37. This demonstration of the vanity of philosophical systems relating to the foundation of certainty, far from leading to skepticism, has a directly contrary tendency; for it makes us appreciate at their true value, the emptiness of our cavils, compares their impotence with the irresistible force of nature, and thus destroys that foolish pride which would make us superior to the laws imposed upon our understanding by the Creator himself; it places us in the channel through which the torrent of humanity has for ages run; and it disposes us to receive with sound philosophy what the laws of our nature force us to accept.[(3)]
[CHAPTER IV.]
EXISTENCE OF TRANSCENDENTAL SCIENCE IN THE ABSOLUTE INTELLECTUAL ORDER.

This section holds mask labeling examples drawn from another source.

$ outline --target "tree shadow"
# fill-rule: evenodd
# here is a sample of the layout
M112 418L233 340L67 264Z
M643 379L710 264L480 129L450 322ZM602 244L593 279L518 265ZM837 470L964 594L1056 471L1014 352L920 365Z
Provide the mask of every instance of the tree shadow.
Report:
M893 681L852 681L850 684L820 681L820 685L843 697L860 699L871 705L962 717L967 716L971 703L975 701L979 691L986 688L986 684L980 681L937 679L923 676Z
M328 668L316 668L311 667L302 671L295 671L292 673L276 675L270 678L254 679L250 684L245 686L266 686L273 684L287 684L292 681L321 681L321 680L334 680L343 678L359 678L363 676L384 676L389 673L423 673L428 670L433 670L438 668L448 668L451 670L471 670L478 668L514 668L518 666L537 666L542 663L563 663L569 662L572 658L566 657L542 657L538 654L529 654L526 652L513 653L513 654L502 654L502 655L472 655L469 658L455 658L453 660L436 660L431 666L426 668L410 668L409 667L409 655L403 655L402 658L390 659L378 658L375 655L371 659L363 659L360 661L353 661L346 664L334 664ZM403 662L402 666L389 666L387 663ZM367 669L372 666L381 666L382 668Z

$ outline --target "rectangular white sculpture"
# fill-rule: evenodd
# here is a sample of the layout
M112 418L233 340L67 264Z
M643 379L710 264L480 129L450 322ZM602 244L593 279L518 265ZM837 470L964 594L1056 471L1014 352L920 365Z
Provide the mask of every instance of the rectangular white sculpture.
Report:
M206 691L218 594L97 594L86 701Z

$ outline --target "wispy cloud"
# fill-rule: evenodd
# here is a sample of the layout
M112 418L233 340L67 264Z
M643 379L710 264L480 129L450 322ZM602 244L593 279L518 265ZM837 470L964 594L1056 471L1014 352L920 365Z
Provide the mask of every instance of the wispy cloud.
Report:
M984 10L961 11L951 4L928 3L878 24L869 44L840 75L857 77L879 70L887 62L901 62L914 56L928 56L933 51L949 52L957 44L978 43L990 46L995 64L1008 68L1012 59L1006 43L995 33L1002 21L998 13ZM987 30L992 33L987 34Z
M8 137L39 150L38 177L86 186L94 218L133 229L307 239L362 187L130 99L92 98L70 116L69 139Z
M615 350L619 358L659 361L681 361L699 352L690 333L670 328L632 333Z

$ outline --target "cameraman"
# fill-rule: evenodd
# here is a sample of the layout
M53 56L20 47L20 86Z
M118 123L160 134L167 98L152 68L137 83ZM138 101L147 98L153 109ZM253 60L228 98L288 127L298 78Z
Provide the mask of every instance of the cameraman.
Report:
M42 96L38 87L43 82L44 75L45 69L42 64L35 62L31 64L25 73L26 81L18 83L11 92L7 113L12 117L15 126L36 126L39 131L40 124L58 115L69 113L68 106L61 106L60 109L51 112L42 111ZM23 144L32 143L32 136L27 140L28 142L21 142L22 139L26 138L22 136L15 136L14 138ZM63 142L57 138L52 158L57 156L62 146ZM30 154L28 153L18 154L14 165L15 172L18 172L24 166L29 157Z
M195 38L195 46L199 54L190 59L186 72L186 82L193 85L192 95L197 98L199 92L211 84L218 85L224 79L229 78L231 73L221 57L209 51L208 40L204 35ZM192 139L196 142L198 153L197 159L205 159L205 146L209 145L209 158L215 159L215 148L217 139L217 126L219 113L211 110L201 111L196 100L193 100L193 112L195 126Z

38. Philosophers have sought a first principle of human knowledge; each has assigned his own, and now after so much discussion it is doubtful who is right, or even if any one is right.
Before inquiring what the first principle is, they ought to have ascertained whether there be any such principle. We cannot suppose this last question to be answered affirmatively; for it is, as we shall hereafter see, susceptible of different solutions, according to the aspect under which it is seen.
The first principle of knowledge may be understood in either of two senses; as denoting one first truth from which all others flow, or as expressing a truth which we must suppose if we would not have all other truths disappear. In the former sense it is a spring from which the waters flow, which fertilize the intellect; in the second sense it is a point whereon to rest a great weight.
39. Is there any one truth from which all others flow? There is in reality, in the order of beings, in the universal intellectual order; but in the human intellectual order there is none.
40. There is in the order of beings one truth, the origin of all truths; for truth is reality, and there is one Being, author of all beings. This being is a truth,—truth itself,—the plenitude of truth,—for he is being by essence, the plenitude of being.